You prioritize policies by giving them different priority numbers. By default, new policies are given the lowest priority. If policy settings conflict, a policy with a higher priority (a priority number of 1 is the highest) overrides a policy with a lower priority. Settings are merged according to priority and the setting's condition; for example, whether the setting is disabled or enabled. Any disabled setting overrides a lower-ranked setting that is enabled. Policy settings that are not configured are ignored and do not override the settings of lower-ranked settings.

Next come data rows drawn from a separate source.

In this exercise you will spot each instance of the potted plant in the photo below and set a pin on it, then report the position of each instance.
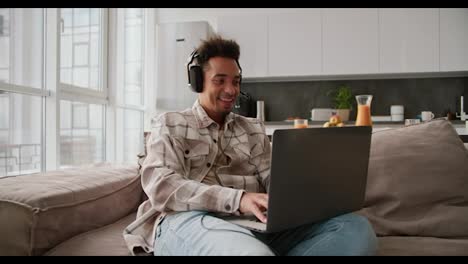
(343, 101)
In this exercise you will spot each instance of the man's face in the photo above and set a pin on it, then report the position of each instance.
(220, 87)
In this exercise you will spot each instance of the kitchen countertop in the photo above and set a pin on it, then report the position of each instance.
(271, 126)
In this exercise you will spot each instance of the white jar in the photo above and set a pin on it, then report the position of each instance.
(397, 110)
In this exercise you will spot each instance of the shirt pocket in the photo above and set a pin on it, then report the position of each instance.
(195, 153)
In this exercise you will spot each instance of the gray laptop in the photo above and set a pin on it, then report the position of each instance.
(316, 173)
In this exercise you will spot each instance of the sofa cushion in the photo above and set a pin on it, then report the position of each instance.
(418, 181)
(421, 246)
(104, 241)
(38, 211)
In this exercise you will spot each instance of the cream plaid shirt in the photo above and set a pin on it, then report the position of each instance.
(182, 149)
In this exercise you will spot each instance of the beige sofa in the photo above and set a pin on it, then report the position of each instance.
(419, 207)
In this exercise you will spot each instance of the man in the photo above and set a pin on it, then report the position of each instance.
(207, 161)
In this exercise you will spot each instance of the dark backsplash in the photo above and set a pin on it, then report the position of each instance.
(287, 99)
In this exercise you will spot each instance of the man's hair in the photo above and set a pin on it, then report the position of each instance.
(216, 46)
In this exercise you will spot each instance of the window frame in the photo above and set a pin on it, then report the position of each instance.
(78, 93)
(42, 92)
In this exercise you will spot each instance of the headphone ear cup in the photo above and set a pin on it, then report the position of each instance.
(196, 78)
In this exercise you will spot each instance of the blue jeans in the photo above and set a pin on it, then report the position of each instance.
(185, 234)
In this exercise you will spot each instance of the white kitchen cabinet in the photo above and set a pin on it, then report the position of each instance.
(350, 41)
(251, 33)
(454, 39)
(409, 40)
(295, 43)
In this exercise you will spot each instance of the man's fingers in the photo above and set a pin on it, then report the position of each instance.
(262, 200)
(258, 213)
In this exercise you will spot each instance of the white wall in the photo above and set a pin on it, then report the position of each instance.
(170, 15)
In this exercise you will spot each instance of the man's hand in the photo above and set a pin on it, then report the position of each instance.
(255, 203)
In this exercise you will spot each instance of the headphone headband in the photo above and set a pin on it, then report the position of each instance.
(195, 72)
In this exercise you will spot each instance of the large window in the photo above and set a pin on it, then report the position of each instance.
(82, 75)
(61, 105)
(81, 133)
(81, 47)
(130, 84)
(21, 93)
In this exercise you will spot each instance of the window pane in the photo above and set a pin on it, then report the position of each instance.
(81, 133)
(20, 134)
(21, 46)
(130, 135)
(130, 82)
(80, 47)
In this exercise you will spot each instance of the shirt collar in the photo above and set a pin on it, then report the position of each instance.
(204, 120)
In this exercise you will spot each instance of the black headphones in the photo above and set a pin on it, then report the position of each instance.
(195, 73)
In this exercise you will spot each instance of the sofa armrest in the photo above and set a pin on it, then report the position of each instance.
(38, 211)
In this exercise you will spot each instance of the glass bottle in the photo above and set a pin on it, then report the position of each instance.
(364, 110)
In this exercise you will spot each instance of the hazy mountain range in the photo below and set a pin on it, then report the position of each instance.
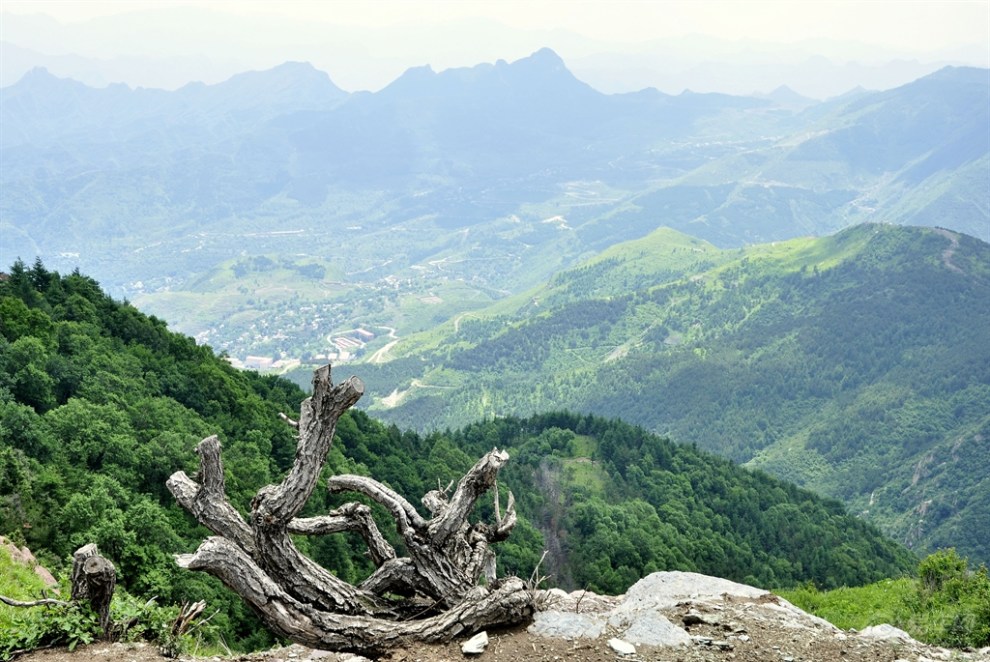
(276, 215)
(137, 48)
(855, 364)
(502, 173)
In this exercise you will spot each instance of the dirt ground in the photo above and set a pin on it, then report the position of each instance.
(747, 642)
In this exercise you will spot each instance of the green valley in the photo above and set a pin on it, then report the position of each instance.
(99, 404)
(855, 364)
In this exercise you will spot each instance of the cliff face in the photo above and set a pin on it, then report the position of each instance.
(666, 616)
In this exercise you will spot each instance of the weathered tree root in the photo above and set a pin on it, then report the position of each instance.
(300, 599)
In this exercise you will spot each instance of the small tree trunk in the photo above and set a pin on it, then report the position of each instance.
(304, 602)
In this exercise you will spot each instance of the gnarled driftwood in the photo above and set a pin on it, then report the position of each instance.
(301, 600)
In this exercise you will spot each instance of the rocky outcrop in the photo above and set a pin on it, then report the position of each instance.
(24, 556)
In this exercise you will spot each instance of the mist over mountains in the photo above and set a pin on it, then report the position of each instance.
(112, 179)
(284, 220)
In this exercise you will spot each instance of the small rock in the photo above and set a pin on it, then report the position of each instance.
(693, 617)
(621, 647)
(476, 644)
(885, 632)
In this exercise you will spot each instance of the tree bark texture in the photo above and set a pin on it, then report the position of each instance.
(300, 599)
(94, 578)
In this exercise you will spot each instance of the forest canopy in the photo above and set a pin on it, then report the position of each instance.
(100, 403)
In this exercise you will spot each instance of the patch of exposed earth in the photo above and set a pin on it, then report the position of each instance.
(698, 619)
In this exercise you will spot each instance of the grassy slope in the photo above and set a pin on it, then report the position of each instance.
(751, 352)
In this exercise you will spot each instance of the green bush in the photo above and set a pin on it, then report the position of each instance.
(947, 605)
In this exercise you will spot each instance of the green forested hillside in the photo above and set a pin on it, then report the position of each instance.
(856, 364)
(99, 404)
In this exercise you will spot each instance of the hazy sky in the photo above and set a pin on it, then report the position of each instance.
(366, 44)
(917, 25)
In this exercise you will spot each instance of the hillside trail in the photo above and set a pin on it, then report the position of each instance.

When you create policies for groups of users, user devices, or machines, you may find that some members of the group require exceptions to some policy settings. You can create exceptions by:
  • Creating a policy only for those group members who need the exceptions and then ranking the policy higher than the policy for the entire group
  • Using the Deny mode for an assignment added to the policy
An assignment with the mode set to Deny applies a policy only to connections that do not match the assignment criteria. For example, a policy contains the following assignments:
  • Assignment A is a Client IP address assignment that specifies the range 208.77.88.* and the mode is set to Allow
  • Assignment B is a User assignment that specifies a particular user account and the mode is set to Deny

The policy is applied to all users who log on to the site with IP addresses in the range specified in Assignment A. However, the policy is not applied to the user logging on to the site with the user account specified in Assignment B, even though the user's computer is assigned an IP address in the range specified in Assignment A.